Son travail consistait à assurer la qualité des logiciels. Trouver les causes des incidents, déceler les défauts de conception et appréhender leurs conséquences. Comprendre pourquoi. Moitié enquêteur, moitié archéologue. Coincé entre le cybernétique et l’occulte. 

Les différents éléments du réseau informatique étaient comme des essaims sans stratégies communiquant en claquant anonymement leurs mandibules à cristaux liquides. Il devait trouver son chemin à travers ce bruit en direction de la Réponse. Il était à l’affut des mutations imperceptibles du Code dans les coulisses de son appartement monastique, hors du monde.

Dès qu’il se relâchait un instant, des images lui arrivaient par intermittence. Flashs d’un corps blond, sourire conciliant et regard joyeux. Puis un atroce sensation de vide. C’était le signe qu’il fallait redoubler d’attention. Se concentrer sur le puzzle. Il était bien plus prisonnier de ses sentiments que de la société de contrôle.

Les dossiers qu’il traitait actuellement étaient des plus épineux. L’Entreprise avait entamé un rapprochement, lucratif il va sans dire, entre le milieu du software et l’armée. Il avait été choisi pour s’occuper de l’assurance qualité des deux premiers prototypes. D’abord, un logiciel destiné à l'entraînement des équipages de véhicule de combat d'infanterie. Dans un décor montagneux, rocaille en polyèdres, des chars d’assaut minimalistes devaient repérer puis détruire des villages, des hélicoptères, d’autres chars. Les personnages en fil de fer qui traversaient l’écran étaient-ils des militaires ou des civils ? Le manuel d’utilisation ne le précisait pas. Et il ne cherchait pas à le savoir.

Le second projet l’intéressait beaucoup plus. Un light synthesizer, un générateur d’images synchronisées sur une piste sonore. Tandis que le son pénétrait les algorithmes, les animant d’un souffle inédit, des motifs, similaires aux mandalas qui avaient fasciné les hommes depuis des millénaires, apparaissaient sur l’écran. Ce dernier se transformait petit à petit en une fenêtre ouverte sur une version corrompue du Magicien d’Oz. 

Le but d’un tel logiciel, financé en partie par des militaires, lui échappait. Une forme de divertissement non compétitif, pas d'ennemis, pas de morts, juste de la lumière et des couleurs. Des bêtises de hippies sans intérêt. À défaut de succomber au « dérèglement des sens », il se posait quelques questions.

1 - Qui en était l’auteur ? Certains commentaires du code était signés « John Ox ». Un illustre inconnu. Et pourtant, un véritable maître du vertige fusionnant les circuits électroniques et les notes harmoniques en une étrange géométrie du délire.

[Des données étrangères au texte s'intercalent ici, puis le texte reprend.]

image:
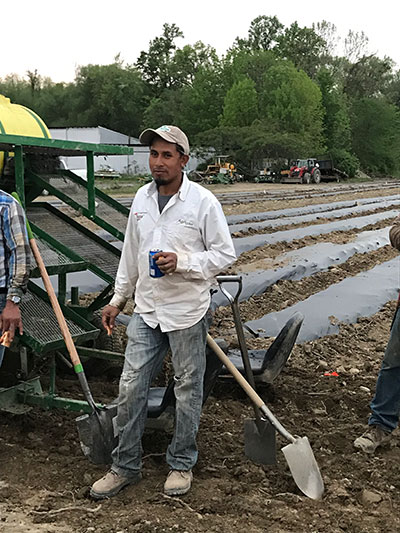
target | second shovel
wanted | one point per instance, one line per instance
(259, 433)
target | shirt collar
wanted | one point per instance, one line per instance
(182, 192)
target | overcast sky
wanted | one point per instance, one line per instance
(56, 37)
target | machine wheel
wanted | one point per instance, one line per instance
(316, 176)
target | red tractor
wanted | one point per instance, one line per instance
(303, 171)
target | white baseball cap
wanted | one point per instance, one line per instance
(170, 134)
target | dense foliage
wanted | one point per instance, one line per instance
(279, 93)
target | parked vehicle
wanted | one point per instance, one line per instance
(311, 170)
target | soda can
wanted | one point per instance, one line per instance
(154, 270)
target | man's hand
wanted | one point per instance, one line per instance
(110, 312)
(10, 319)
(166, 261)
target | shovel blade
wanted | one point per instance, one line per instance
(304, 468)
(259, 442)
(96, 434)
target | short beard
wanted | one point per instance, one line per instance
(160, 181)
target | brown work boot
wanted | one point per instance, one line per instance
(178, 482)
(370, 440)
(109, 485)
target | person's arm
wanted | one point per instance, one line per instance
(219, 250)
(394, 234)
(19, 262)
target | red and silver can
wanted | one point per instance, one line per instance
(154, 269)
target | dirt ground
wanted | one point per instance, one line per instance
(45, 479)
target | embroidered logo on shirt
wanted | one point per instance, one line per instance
(186, 223)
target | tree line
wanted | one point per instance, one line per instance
(278, 93)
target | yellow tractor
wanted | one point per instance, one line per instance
(19, 120)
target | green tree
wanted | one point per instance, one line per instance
(156, 64)
(304, 47)
(369, 76)
(291, 102)
(241, 104)
(263, 34)
(376, 135)
(110, 96)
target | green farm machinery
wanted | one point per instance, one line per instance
(73, 232)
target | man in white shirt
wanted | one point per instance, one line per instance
(186, 222)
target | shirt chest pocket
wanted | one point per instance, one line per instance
(184, 236)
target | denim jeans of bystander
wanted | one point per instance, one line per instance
(385, 406)
(3, 299)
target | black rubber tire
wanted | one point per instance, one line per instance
(316, 176)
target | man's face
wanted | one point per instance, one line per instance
(166, 163)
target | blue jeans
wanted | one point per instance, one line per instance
(3, 300)
(385, 406)
(144, 354)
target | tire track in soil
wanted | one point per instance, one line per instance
(274, 250)
(318, 220)
(286, 293)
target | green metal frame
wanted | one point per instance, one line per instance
(59, 147)
(98, 192)
(91, 331)
(87, 212)
(78, 264)
(30, 392)
(93, 268)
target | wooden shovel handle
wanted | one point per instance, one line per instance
(251, 393)
(56, 305)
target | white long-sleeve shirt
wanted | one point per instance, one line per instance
(192, 225)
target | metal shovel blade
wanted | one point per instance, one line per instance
(96, 434)
(303, 466)
(259, 441)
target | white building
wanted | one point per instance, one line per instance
(125, 164)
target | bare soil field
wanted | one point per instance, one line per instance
(45, 479)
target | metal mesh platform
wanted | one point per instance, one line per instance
(54, 260)
(41, 329)
(76, 240)
(79, 194)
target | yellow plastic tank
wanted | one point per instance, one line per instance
(16, 119)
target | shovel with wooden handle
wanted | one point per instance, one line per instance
(298, 454)
(99, 423)
(259, 434)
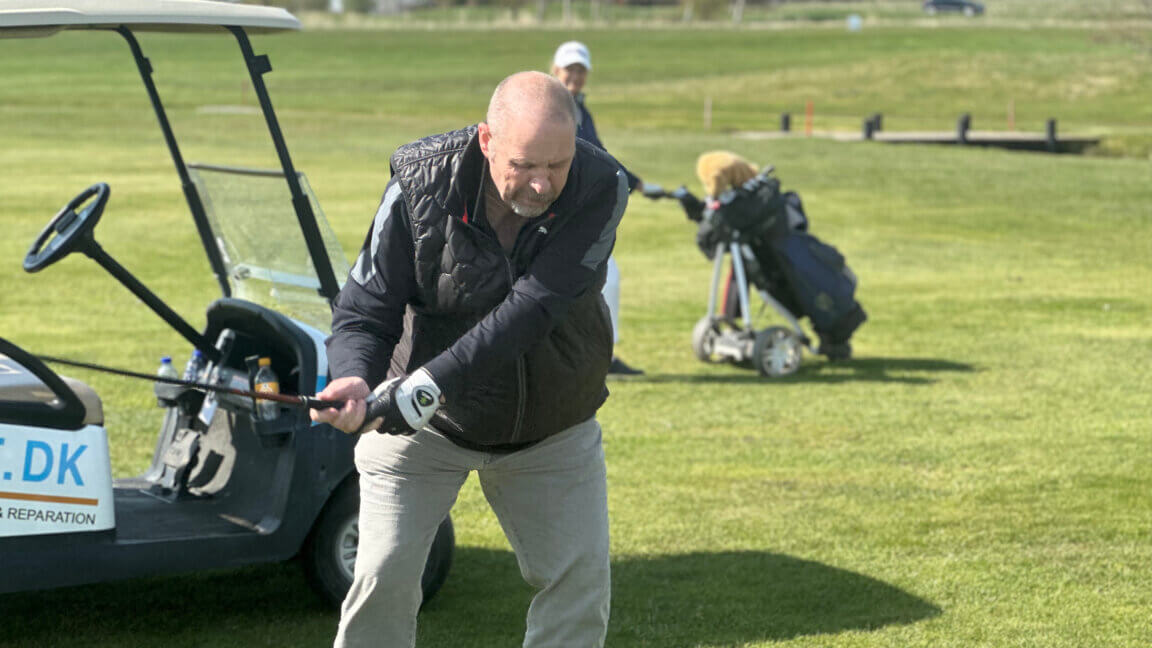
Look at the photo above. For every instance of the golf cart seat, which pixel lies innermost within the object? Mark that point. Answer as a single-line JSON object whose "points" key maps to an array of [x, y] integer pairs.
{"points": [[93, 408], [32, 394]]}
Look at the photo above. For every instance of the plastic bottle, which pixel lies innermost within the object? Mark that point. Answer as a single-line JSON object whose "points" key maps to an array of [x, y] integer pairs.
{"points": [[195, 364], [266, 382], [166, 369]]}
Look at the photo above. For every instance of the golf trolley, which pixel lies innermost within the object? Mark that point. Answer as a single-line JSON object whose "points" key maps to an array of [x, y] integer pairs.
{"points": [[764, 234], [226, 487]]}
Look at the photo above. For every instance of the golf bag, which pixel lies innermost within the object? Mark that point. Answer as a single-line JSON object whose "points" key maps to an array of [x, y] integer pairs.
{"points": [[805, 274]]}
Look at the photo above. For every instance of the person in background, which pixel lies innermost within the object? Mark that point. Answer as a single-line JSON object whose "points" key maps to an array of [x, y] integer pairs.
{"points": [[571, 65]]}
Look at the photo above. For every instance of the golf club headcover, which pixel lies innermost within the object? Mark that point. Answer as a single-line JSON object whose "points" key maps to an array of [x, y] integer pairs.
{"points": [[404, 404]]}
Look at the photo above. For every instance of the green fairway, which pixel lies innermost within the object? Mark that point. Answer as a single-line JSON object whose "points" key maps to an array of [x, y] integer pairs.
{"points": [[977, 475]]}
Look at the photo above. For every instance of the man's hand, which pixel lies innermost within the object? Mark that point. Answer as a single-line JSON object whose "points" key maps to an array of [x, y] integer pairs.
{"points": [[401, 406], [353, 390]]}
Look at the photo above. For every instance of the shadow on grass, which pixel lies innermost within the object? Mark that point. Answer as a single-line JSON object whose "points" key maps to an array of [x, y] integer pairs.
{"points": [[908, 370], [682, 600]]}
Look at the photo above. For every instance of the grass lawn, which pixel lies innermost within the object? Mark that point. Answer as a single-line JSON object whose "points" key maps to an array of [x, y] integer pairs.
{"points": [[977, 475]]}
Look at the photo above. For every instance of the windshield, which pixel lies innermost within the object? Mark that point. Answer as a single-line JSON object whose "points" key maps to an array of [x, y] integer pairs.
{"points": [[255, 226]]}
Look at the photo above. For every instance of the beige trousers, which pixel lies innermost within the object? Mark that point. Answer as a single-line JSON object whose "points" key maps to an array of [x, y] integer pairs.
{"points": [[551, 500]]}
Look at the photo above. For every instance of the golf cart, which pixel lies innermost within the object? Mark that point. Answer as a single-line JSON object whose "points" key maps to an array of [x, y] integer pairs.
{"points": [[228, 484]]}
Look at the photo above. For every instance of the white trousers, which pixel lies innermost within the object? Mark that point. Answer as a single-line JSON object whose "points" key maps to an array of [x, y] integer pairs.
{"points": [[611, 293], [551, 499]]}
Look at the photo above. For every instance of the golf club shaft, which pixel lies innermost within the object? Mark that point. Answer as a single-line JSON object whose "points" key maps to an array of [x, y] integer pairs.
{"points": [[309, 401]]}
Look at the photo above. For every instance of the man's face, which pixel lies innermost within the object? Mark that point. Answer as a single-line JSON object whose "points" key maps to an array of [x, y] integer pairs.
{"points": [[571, 76], [529, 162]]}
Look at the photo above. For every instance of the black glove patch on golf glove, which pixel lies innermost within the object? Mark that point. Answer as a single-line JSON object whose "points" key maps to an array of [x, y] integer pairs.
{"points": [[404, 404]]}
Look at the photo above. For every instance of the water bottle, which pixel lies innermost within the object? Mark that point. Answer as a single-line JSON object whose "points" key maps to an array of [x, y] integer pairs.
{"points": [[166, 369], [165, 392], [195, 364], [266, 382]]}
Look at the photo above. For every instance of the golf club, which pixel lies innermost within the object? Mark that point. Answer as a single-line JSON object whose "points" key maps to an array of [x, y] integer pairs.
{"points": [[308, 401]]}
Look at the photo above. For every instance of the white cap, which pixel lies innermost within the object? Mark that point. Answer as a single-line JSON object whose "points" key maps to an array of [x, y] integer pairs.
{"points": [[571, 52]]}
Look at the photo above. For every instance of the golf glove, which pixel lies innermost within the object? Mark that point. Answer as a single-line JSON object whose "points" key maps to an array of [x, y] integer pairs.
{"points": [[406, 404]]}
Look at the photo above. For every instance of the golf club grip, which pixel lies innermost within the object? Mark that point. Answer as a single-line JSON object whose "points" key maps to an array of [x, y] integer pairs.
{"points": [[313, 402]]}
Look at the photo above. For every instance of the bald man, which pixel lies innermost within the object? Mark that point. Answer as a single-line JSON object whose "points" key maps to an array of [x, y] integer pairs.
{"points": [[475, 309]]}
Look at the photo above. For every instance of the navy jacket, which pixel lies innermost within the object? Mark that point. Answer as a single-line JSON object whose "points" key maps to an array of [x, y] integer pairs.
{"points": [[518, 343]]}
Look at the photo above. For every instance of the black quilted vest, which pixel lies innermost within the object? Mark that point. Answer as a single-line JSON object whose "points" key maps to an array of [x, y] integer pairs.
{"points": [[462, 273]]}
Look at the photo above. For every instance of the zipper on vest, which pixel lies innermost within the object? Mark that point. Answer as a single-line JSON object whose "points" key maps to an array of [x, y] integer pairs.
{"points": [[521, 377]]}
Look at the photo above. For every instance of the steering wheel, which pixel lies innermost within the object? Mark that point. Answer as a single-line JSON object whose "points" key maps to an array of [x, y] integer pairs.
{"points": [[72, 228]]}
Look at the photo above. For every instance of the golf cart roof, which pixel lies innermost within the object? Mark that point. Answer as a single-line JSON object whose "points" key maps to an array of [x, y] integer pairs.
{"points": [[45, 17]]}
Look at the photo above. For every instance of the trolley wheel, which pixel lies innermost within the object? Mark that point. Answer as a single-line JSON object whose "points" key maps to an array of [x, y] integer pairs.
{"points": [[777, 352], [704, 339]]}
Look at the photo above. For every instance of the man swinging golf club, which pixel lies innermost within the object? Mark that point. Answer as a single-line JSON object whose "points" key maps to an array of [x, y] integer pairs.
{"points": [[475, 304]]}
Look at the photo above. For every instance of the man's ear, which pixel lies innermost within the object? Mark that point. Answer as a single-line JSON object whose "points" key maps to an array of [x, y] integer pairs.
{"points": [[485, 133]]}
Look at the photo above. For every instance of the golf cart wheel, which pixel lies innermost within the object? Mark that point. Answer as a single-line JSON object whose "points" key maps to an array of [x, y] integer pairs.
{"points": [[704, 339], [777, 352], [330, 552]]}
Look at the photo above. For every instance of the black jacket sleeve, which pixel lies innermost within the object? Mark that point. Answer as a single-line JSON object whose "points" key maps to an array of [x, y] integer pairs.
{"points": [[562, 271], [368, 316]]}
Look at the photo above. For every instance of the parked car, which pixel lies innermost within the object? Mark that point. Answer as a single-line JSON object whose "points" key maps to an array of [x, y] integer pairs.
{"points": [[967, 7]]}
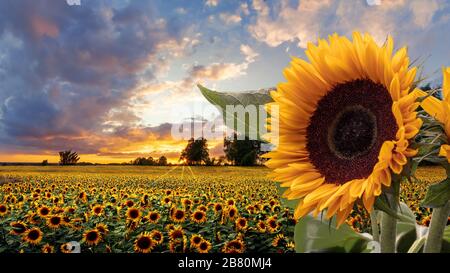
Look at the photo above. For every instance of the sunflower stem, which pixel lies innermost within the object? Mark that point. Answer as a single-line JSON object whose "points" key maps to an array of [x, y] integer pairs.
{"points": [[438, 223], [374, 224], [389, 223]]}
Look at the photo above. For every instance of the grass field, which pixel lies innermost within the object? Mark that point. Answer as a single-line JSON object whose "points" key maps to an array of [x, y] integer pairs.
{"points": [[155, 209]]}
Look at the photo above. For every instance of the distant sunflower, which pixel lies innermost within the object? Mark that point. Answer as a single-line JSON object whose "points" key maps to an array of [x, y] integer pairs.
{"points": [[97, 210], [241, 223], [198, 216], [178, 216], [346, 119], [157, 236], [204, 246], [102, 228], [33, 236], [176, 233], [278, 239], [133, 214], [54, 221], [48, 249], [144, 243], [153, 217], [66, 248], [231, 202], [272, 224], [166, 201], [92, 237], [234, 246], [218, 207], [18, 228], [232, 212], [43, 211], [3, 209], [261, 226]]}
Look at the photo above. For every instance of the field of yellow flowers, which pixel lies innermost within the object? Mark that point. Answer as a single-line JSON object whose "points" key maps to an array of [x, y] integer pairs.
{"points": [[124, 209]]}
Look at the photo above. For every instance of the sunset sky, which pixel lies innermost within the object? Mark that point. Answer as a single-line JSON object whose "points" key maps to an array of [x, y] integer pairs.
{"points": [[109, 78]]}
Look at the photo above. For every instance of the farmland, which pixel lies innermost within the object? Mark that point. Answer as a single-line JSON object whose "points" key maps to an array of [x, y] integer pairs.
{"points": [[125, 209]]}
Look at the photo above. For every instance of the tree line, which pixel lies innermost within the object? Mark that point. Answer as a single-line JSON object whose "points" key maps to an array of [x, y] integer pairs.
{"points": [[237, 152]]}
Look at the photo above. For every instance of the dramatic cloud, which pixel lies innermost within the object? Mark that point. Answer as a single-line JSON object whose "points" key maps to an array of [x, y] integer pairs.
{"points": [[212, 3], [69, 73], [308, 19], [230, 19]]}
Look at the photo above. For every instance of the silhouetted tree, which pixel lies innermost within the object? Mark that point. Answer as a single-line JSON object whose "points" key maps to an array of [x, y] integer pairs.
{"points": [[162, 161], [144, 161], [196, 152], [68, 158], [244, 152]]}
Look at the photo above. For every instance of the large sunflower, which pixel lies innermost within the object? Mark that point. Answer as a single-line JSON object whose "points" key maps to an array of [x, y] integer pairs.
{"points": [[345, 121], [440, 109]]}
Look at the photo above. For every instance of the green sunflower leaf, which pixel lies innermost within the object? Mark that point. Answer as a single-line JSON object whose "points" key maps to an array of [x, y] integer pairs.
{"points": [[318, 235], [437, 194], [248, 100], [284, 201]]}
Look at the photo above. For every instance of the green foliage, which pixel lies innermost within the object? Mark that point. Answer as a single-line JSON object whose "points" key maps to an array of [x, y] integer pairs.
{"points": [[68, 158], [252, 98], [196, 152], [243, 152]]}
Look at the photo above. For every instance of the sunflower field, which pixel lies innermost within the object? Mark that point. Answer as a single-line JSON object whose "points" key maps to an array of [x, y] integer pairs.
{"points": [[156, 209], [128, 209]]}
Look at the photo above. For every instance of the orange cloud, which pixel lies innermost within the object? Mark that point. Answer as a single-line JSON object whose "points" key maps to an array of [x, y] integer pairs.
{"points": [[41, 27]]}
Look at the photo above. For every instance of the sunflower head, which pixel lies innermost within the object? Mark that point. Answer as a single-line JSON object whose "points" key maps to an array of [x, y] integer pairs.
{"points": [[178, 216], [97, 210], [198, 216], [177, 233], [43, 211], [102, 228], [195, 240], [92, 237], [133, 214], [153, 217], [54, 221], [218, 207], [157, 236], [440, 109], [346, 119], [234, 246], [18, 228], [48, 249], [33, 236], [204, 246], [3, 209], [144, 243], [241, 223]]}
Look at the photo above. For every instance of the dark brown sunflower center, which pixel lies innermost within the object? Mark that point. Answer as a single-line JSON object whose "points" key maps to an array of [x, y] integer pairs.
{"points": [[92, 236], [144, 243], [19, 228], [348, 128], [134, 214], [198, 216], [153, 216], [55, 220], [353, 132], [33, 235]]}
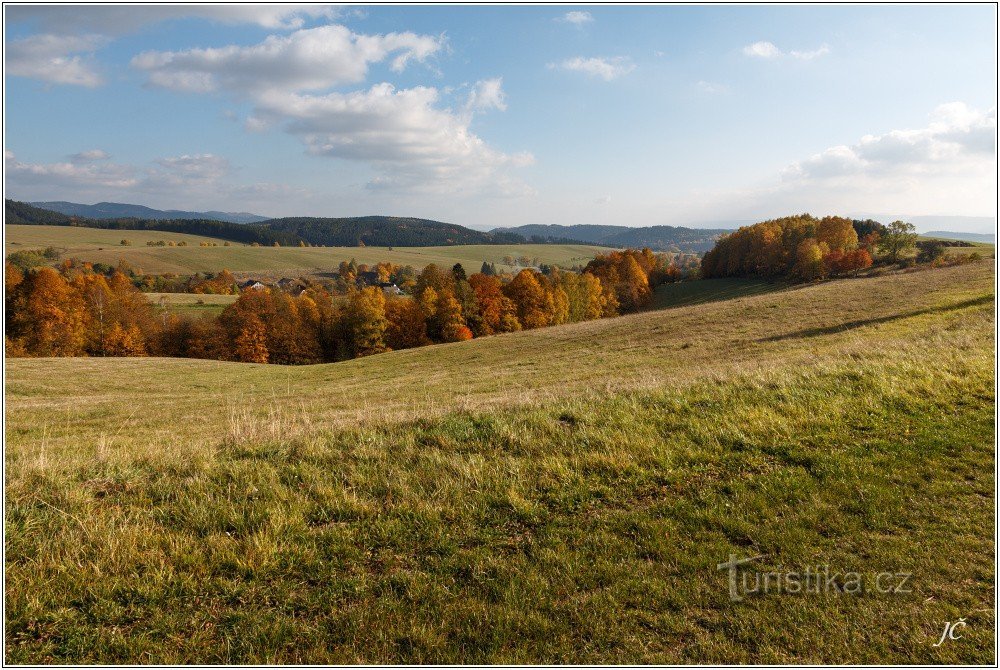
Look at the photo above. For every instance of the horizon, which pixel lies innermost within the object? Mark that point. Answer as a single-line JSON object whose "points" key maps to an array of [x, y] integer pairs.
{"points": [[952, 224], [564, 115]]}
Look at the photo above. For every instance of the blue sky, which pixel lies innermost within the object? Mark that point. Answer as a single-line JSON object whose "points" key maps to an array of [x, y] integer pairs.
{"points": [[489, 116]]}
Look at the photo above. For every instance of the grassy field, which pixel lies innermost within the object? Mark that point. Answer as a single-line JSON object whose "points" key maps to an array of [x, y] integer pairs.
{"points": [[191, 304], [95, 245], [562, 495], [687, 293]]}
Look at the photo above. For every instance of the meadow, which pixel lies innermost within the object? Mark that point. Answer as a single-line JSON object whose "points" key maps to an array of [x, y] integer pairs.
{"points": [[94, 245], [192, 304], [558, 495]]}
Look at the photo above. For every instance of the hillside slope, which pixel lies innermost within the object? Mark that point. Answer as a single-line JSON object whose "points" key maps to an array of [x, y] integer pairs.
{"points": [[351, 232], [559, 495], [689, 240], [386, 231], [98, 245], [118, 210]]}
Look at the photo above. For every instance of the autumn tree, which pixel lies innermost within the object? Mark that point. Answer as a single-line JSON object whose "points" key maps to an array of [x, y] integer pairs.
{"points": [[50, 318], [406, 327], [533, 304], [497, 313], [898, 239], [251, 343], [365, 322], [449, 321]]}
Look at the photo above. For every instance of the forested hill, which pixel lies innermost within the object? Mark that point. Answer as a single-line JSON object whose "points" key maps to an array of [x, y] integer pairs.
{"points": [[118, 210], [386, 231], [654, 237], [383, 231], [24, 214]]}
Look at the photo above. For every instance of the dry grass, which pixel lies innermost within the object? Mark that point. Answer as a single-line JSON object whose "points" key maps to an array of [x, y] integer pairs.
{"points": [[94, 245], [552, 496]]}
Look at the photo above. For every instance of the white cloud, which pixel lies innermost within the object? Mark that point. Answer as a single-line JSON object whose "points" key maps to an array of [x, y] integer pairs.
{"points": [[956, 138], [311, 59], [197, 167], [762, 50], [55, 59], [607, 69], [121, 19], [768, 51], [69, 175], [711, 87], [577, 18], [411, 142], [946, 167], [90, 156], [487, 94], [188, 181], [809, 55]]}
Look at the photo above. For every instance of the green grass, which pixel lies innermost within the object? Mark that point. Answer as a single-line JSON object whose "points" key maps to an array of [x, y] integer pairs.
{"points": [[561, 495], [95, 245], [191, 304], [685, 293]]}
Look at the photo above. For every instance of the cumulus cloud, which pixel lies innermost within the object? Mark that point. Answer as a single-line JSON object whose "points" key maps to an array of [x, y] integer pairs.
{"points": [[945, 167], [197, 167], [768, 51], [403, 133], [607, 69], [90, 156], [577, 18], [310, 59], [487, 94], [55, 59], [410, 137]]}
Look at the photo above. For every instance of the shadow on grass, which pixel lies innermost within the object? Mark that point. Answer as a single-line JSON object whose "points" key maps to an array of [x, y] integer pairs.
{"points": [[851, 325]]}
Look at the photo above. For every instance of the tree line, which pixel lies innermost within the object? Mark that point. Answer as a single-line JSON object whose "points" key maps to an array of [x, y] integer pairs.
{"points": [[77, 311], [804, 247]]}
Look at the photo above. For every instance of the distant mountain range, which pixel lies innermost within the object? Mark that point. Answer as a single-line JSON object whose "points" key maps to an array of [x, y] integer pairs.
{"points": [[118, 210], [383, 231], [964, 237], [663, 238]]}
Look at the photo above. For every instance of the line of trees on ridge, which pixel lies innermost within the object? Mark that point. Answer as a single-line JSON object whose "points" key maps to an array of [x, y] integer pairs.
{"points": [[75, 311]]}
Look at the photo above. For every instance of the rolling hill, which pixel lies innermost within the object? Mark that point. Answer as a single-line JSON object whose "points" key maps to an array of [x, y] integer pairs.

2 - Était-ce réellement pour ses qualités professionnelles qu'il avait été engagé pour ce job ? L'Entreprise comptait des dizaines d'ingénieurs qualité au moins aussi talentueux que lui. Et pourtant, on avait insisté pour que ce soit spécifiquement lui. Une âme en peine tournant en rond dans le salon décati de son appartement, fuyant tout contact humain. Comme si, avec lui, on ne craignait pas de voir fuiter les secrets déposés au coeur des bandes magnétiques de la disquette. Au fond, peu lui importaient les véritables motivations de ses employeurs. Il avait un puzzle tout neuf à triturer afin de lui changer les idées.

À son réveil, les images habituelles d’amour désespéré qui le hantaient avaient disparu. Ni beauté blonde, ni sensation de vide. Juste une légère migraine. Pas de quoi l'empêcher de reprendre le travail.

Le code du light synthesizer était particulièrement ingénieux. Cryptique mais brillant. Des nombres a priori arbitraires émaillaient le code, le rendant quasiment illisible tout en restant fonctionnel. Que signifiait 0x5f3759df ? Il était presque hypnotisé par les prouesses de cet algèbre psychédélique. Les vecteurs unitaires dansaient la tarentelle dans des espaces qui n'étaient presque plus euclidiens. Les virgules flottantes de 32-bits ondulaient comme des tritons dans un océan électrique. Un véritable bijou d'ingénierie. Un cristal noir.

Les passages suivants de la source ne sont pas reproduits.